Horion versinkt daraufhin in eine Verneigung, die ihm die langen weißen Haare über die Schultern rutschen lässt und ihn selbst einmal sauber in der Mitte zusammen klappt. Es ist ein äußerst merkwürdiger Anblick. Wieso habe ich immer mehr das Gefühl, als würden die Djinn sich größte Mühe geben, die Verhaltensweise von menschlichen Körpern nachzuahmen, aber darin in einigen Punkten kläglich versagen?

„Ich stehe zu Euren Diensten", säuselt Horion.

„Ich wünsche -", setzt Jessie an und urplötzlich überkommt mich ein sehr unangenehmes Gefühl, das ich überhaupt nicht begründen kann.

„Das ist keine gute Idee", sage ich exakt gleichzeitig mit Jessies „dass du frei bist und keinen Wünschen mehr gehorchen musst."

„Wirklich schlechte Idee!", bekräftige ich noch meinen plötzlichen Instinkt.

Horion indes richtet sich langsam aus der unangenehmen Verneigung auf.
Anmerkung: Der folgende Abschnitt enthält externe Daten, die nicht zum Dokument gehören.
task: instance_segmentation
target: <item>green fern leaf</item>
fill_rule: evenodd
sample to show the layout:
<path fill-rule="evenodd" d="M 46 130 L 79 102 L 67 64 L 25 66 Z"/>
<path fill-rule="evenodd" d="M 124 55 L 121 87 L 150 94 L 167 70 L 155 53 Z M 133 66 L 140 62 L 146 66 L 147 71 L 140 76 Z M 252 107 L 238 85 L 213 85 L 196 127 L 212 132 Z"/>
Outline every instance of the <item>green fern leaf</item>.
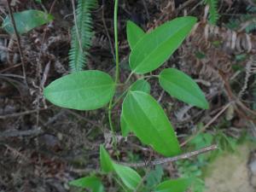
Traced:
<path fill-rule="evenodd" d="M 209 5 L 209 22 L 212 25 L 216 25 L 219 18 L 218 12 L 218 0 L 205 0 L 204 3 Z"/>
<path fill-rule="evenodd" d="M 73 73 L 83 70 L 86 65 L 86 56 L 94 34 L 90 11 L 96 5 L 96 0 L 79 0 L 76 24 L 71 30 L 72 39 L 69 50 L 69 67 Z"/>

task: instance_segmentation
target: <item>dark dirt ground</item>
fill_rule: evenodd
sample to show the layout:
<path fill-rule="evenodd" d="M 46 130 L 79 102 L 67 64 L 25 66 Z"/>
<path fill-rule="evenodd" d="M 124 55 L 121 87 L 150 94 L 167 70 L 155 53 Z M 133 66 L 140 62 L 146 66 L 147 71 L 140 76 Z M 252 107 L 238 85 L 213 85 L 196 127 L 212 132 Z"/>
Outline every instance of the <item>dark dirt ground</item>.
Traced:
<path fill-rule="evenodd" d="M 47 102 L 43 90 L 54 79 L 68 73 L 70 29 L 73 26 L 71 1 L 43 1 L 44 7 L 32 0 L 13 1 L 13 11 L 29 9 L 51 12 L 55 20 L 20 37 L 25 56 L 27 84 L 24 83 L 20 55 L 14 37 L 0 30 L 0 191 L 64 192 L 71 191 L 68 181 L 99 168 L 99 145 L 104 143 L 114 156 L 108 117 L 104 109 L 79 112 L 63 109 Z M 177 16 L 195 15 L 199 25 L 183 46 L 163 67 L 177 67 L 191 75 L 204 90 L 211 108 L 200 110 L 172 99 L 155 81 L 151 94 L 158 99 L 176 127 L 180 142 L 197 131 L 198 123 L 207 124 L 228 103 L 213 125 L 222 125 L 224 131 L 237 137 L 243 130 L 255 136 L 255 74 L 250 74 L 244 91 L 246 68 L 250 61 L 255 67 L 256 36 L 225 27 L 229 19 L 246 13 L 253 1 L 220 0 L 218 26 L 207 24 L 205 6 L 199 1 L 128 0 L 119 2 L 119 38 L 121 60 L 120 81 L 124 82 L 130 49 L 125 37 L 125 21 L 131 20 L 148 31 Z M 8 15 L 4 1 L 0 1 L 1 15 Z M 113 74 L 113 1 L 99 1 L 93 15 L 95 38 L 86 68 Z M 238 37 L 240 37 L 238 38 Z M 213 42 L 221 42 L 214 46 Z M 196 53 L 203 52 L 199 59 Z M 245 60 L 236 55 L 246 53 Z M 234 66 L 241 68 L 236 71 Z M 255 70 L 255 69 L 254 69 Z M 253 70 L 252 70 L 253 71 Z M 159 70 L 154 72 L 159 73 Z M 254 71 L 255 73 L 255 71 Z M 240 97 L 238 96 L 241 96 Z M 113 110 L 119 119 L 120 106 Z M 117 132 L 119 122 L 115 121 Z M 231 129 L 232 128 L 232 129 Z M 207 127 L 211 130 L 211 126 Z M 132 136 L 119 139 L 119 153 L 123 161 L 133 152 L 141 158 L 152 153 L 139 147 Z M 154 154 L 154 158 L 158 155 Z M 171 168 L 170 168 L 171 167 Z M 167 166 L 172 175 L 175 167 Z M 175 173 L 176 174 L 176 173 Z M 172 174 L 173 176 L 173 174 Z M 106 177 L 108 191 L 117 191 Z"/>

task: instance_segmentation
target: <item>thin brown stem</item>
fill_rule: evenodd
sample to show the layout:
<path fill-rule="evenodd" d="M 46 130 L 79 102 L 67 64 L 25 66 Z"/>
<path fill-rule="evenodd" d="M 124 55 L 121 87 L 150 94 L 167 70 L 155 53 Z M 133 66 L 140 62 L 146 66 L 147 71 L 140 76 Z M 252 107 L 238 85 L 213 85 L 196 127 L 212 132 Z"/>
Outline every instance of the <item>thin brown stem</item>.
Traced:
<path fill-rule="evenodd" d="M 203 126 L 203 128 L 201 128 L 201 130 L 199 130 L 196 134 L 191 136 L 190 137 L 189 137 L 189 139 L 187 139 L 185 142 L 183 142 L 183 143 L 181 143 L 181 147 L 184 146 L 185 144 L 187 144 L 189 142 L 190 142 L 192 139 L 194 139 L 196 136 L 198 136 L 200 133 L 205 131 L 207 127 L 212 124 L 223 113 L 225 112 L 225 110 L 232 104 L 232 102 L 229 102 L 228 104 L 226 104 L 206 125 Z"/>
<path fill-rule="evenodd" d="M 14 26 L 15 35 L 17 39 L 18 49 L 19 49 L 20 60 L 21 60 L 21 67 L 22 67 L 22 73 L 23 73 L 23 77 L 24 77 L 24 81 L 25 81 L 25 84 L 27 84 L 26 74 L 26 65 L 25 65 L 24 55 L 23 55 L 23 51 L 22 51 L 21 44 L 20 44 L 20 38 L 18 31 L 17 31 L 15 20 L 14 18 L 14 14 L 13 14 L 13 11 L 12 11 L 12 9 L 10 6 L 10 2 L 9 2 L 9 0 L 6 0 L 6 2 L 7 2 L 8 10 L 9 10 L 9 15 L 10 20 L 12 21 L 12 25 Z"/>
<path fill-rule="evenodd" d="M 149 162 L 146 161 L 146 162 L 138 162 L 138 163 L 119 163 L 119 164 L 126 166 L 131 166 L 131 167 L 143 167 L 143 166 L 156 166 L 156 165 L 160 165 L 160 164 L 165 164 L 165 163 L 174 162 L 174 161 L 180 160 L 187 160 L 191 157 L 197 156 L 201 154 L 204 154 L 204 153 L 216 150 L 216 149 L 218 149 L 218 146 L 214 144 L 214 145 L 211 145 L 211 146 L 208 146 L 206 148 L 202 148 L 196 151 L 189 152 L 189 153 L 177 155 L 174 157 L 164 158 L 164 159 L 153 160 L 153 161 L 149 161 Z M 117 163 L 119 163 L 119 162 L 117 162 Z"/>

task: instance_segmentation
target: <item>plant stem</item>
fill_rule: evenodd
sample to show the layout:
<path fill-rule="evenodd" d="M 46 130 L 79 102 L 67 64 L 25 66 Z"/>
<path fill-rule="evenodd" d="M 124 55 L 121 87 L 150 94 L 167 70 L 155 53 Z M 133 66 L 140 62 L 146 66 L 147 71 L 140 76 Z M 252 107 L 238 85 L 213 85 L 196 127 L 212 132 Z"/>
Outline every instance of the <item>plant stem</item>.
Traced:
<path fill-rule="evenodd" d="M 156 160 L 149 162 L 138 162 L 138 163 L 123 163 L 123 162 L 117 162 L 120 165 L 130 166 L 130 167 L 143 167 L 143 166 L 156 166 L 156 165 L 160 165 L 164 163 L 170 163 L 170 162 L 174 162 L 177 160 L 187 160 L 194 156 L 197 156 L 201 154 L 204 154 L 209 151 L 216 150 L 218 149 L 218 146 L 216 144 L 210 145 L 208 147 L 202 148 L 201 149 L 198 149 L 196 151 L 192 151 L 189 152 L 186 154 L 182 154 L 174 157 L 167 157 L 160 160 Z"/>
<path fill-rule="evenodd" d="M 119 8 L 119 0 L 114 1 L 114 11 L 113 11 L 113 31 L 114 31 L 114 46 L 115 46 L 115 84 L 118 84 L 119 79 L 119 39 L 118 39 L 118 8 Z M 113 137 L 114 130 L 112 122 L 112 104 L 113 104 L 113 97 L 109 102 L 108 106 L 108 121 L 110 129 L 113 134 L 113 143 L 116 143 L 115 138 Z M 116 143 L 115 143 L 116 144 Z"/>

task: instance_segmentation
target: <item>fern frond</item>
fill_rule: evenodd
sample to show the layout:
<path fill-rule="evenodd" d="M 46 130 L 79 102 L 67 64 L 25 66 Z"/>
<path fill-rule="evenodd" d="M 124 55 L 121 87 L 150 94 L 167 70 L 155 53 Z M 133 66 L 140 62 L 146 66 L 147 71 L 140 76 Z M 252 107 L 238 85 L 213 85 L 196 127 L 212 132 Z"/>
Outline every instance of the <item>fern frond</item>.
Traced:
<path fill-rule="evenodd" d="M 96 0 L 79 0 L 76 9 L 76 23 L 71 31 L 69 67 L 72 72 L 81 71 L 86 65 L 86 56 L 94 34 L 90 11 L 96 5 Z"/>
<path fill-rule="evenodd" d="M 212 25 L 216 25 L 219 18 L 218 3 L 218 0 L 204 0 L 204 3 L 209 6 L 209 22 Z"/>

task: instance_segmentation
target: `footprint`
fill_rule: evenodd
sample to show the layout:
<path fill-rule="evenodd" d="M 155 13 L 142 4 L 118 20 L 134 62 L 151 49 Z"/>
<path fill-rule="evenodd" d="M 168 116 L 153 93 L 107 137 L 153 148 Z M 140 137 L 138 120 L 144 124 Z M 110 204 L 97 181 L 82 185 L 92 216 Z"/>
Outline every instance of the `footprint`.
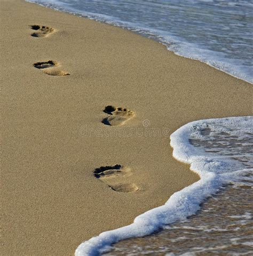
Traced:
<path fill-rule="evenodd" d="M 48 61 L 43 62 L 36 62 L 34 66 L 37 69 L 48 69 L 53 66 L 59 66 L 59 63 L 54 61 Z"/>
<path fill-rule="evenodd" d="M 128 109 L 112 106 L 106 106 L 104 112 L 109 115 L 102 121 L 107 125 L 121 125 L 134 116 L 134 112 Z"/>
<path fill-rule="evenodd" d="M 101 167 L 96 169 L 93 173 L 96 178 L 106 183 L 115 191 L 129 193 L 139 189 L 134 183 L 124 182 L 125 177 L 132 175 L 132 171 L 130 168 L 123 167 L 120 164 Z"/>
<path fill-rule="evenodd" d="M 30 25 L 30 27 L 32 29 L 36 31 L 36 32 L 31 34 L 31 36 L 34 36 L 35 37 L 45 37 L 54 32 L 53 28 L 46 27 L 45 26 L 33 25 Z"/>
<path fill-rule="evenodd" d="M 44 73 L 50 76 L 69 76 L 70 74 L 62 70 L 58 62 L 54 61 L 48 61 L 47 62 L 36 62 L 34 64 L 34 66 L 39 69 L 45 69 Z"/>

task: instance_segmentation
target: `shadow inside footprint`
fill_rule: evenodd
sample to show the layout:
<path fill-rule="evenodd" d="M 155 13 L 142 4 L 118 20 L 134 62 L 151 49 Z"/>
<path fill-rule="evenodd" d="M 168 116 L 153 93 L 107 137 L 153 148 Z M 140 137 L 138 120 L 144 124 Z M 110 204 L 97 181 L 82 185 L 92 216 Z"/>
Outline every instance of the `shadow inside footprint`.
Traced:
<path fill-rule="evenodd" d="M 54 29 L 45 26 L 39 26 L 38 25 L 30 25 L 30 27 L 36 30 L 36 32 L 31 34 L 31 36 L 35 37 L 45 37 L 48 36 L 50 34 L 52 34 L 54 32 Z"/>
<path fill-rule="evenodd" d="M 59 64 L 54 61 L 48 61 L 47 62 L 36 62 L 34 64 L 34 67 L 39 69 L 43 69 L 44 73 L 50 76 L 69 76 L 70 74 L 62 70 L 59 67 Z"/>
<path fill-rule="evenodd" d="M 107 106 L 104 112 L 109 115 L 104 118 L 102 123 L 107 125 L 120 125 L 131 118 L 134 112 L 127 108 L 116 108 L 112 106 Z"/>
<path fill-rule="evenodd" d="M 124 182 L 124 178 L 131 176 L 132 171 L 130 168 L 120 164 L 101 167 L 96 169 L 93 173 L 96 178 L 105 182 L 115 191 L 128 193 L 139 189 L 134 183 Z"/>
<path fill-rule="evenodd" d="M 47 62 L 36 62 L 34 64 L 34 66 L 37 69 L 48 69 L 53 66 L 58 66 L 59 63 L 54 61 L 48 61 Z"/>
Plötzlich erscheinen mir seine blau leuchtenden Augen bedrohlich. Sie bohren sich in Jessies braune und scheinen sich in sin Gesicht zu fressen. Dann wandert nach und nach ein Grinsen in Horions Gesicht, ergreift erst den linken, dann den rechten Mundwinkel und strahlt schließlich bis zu seinen Augen aus, ohne dabei jemals freundlich zu werden.
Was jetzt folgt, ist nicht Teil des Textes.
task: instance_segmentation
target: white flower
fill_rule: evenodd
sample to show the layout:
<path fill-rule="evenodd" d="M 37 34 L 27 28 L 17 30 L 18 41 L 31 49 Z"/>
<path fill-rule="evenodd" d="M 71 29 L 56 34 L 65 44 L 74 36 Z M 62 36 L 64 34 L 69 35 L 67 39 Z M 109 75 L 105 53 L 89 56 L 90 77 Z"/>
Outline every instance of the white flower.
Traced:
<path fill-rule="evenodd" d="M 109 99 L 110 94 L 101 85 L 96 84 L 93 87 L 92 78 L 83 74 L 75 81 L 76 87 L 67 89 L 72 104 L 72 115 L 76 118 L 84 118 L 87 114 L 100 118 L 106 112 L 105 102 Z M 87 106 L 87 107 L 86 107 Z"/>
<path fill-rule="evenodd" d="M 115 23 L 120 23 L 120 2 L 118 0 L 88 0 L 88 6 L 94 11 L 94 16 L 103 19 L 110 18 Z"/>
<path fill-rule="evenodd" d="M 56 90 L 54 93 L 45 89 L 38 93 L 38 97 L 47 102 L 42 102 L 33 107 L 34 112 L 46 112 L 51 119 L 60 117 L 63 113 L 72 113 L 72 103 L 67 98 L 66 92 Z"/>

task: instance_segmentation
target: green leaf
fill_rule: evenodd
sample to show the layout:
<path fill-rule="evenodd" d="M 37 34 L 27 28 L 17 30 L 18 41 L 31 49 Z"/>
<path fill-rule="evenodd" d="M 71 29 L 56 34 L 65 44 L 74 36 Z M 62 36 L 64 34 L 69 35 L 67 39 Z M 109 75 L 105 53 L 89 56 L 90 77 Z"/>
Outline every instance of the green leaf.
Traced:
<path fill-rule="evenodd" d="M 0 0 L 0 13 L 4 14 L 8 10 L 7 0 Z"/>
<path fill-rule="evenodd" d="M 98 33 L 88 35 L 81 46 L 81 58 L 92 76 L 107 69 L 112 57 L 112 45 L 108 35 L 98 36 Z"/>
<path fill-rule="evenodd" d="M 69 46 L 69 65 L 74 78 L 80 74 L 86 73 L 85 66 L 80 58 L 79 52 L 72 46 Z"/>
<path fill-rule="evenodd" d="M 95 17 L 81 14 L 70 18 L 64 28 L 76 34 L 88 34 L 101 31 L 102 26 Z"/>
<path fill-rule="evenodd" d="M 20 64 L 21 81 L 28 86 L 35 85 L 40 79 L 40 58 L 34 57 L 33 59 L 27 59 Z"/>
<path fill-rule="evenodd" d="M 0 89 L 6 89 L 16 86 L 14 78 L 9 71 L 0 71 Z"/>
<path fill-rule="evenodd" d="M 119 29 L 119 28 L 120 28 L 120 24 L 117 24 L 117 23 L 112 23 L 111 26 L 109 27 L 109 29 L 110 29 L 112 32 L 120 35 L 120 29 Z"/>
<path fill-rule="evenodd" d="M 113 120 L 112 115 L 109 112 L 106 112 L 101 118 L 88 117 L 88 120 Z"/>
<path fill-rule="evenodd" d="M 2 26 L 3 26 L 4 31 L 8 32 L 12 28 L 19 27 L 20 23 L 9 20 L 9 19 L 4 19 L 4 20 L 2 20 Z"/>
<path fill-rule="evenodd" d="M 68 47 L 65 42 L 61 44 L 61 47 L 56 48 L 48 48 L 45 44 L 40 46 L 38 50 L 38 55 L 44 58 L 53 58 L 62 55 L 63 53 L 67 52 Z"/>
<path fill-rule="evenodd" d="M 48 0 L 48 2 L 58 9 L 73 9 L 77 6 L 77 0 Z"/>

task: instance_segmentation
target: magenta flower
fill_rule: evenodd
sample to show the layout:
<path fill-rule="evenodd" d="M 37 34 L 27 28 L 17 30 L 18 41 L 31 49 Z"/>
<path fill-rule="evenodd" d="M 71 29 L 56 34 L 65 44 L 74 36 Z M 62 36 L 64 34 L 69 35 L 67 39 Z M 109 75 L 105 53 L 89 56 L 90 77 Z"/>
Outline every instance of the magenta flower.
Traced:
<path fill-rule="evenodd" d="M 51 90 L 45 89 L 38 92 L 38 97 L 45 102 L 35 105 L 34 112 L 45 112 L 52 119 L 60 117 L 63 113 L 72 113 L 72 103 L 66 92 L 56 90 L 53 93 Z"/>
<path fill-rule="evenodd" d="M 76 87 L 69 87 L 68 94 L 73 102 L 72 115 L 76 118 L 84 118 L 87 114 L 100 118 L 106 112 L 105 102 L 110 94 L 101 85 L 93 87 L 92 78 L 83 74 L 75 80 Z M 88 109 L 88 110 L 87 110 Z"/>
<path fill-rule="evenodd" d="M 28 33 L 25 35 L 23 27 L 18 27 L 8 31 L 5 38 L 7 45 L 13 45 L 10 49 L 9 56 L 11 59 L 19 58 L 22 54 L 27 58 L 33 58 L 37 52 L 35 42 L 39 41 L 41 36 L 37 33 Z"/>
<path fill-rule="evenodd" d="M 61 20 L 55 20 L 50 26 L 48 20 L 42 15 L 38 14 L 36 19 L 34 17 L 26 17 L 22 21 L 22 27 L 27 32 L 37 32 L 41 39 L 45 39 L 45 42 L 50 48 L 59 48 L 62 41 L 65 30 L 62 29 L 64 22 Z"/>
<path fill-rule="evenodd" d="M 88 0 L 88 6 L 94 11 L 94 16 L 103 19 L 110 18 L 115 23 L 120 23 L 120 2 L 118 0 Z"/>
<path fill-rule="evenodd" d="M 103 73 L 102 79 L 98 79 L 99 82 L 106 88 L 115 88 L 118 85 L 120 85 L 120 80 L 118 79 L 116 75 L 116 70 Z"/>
„Ich habe zu danken." Seine Stimme ist nicht mehr leise oder säuselnd, plötzlich ist sie laut und dröhnend und lässt meine Zähne sehr unangenehm aufeinander klappern. Gut, vielleicht hat Letzteres auch mit meiner Gefühlshaltung zu tun. Aber es ist besser für mein Ego, wenn ich es auf die beeindruckenden Schallwellen schiebe, die sich von Horion ausbreiten.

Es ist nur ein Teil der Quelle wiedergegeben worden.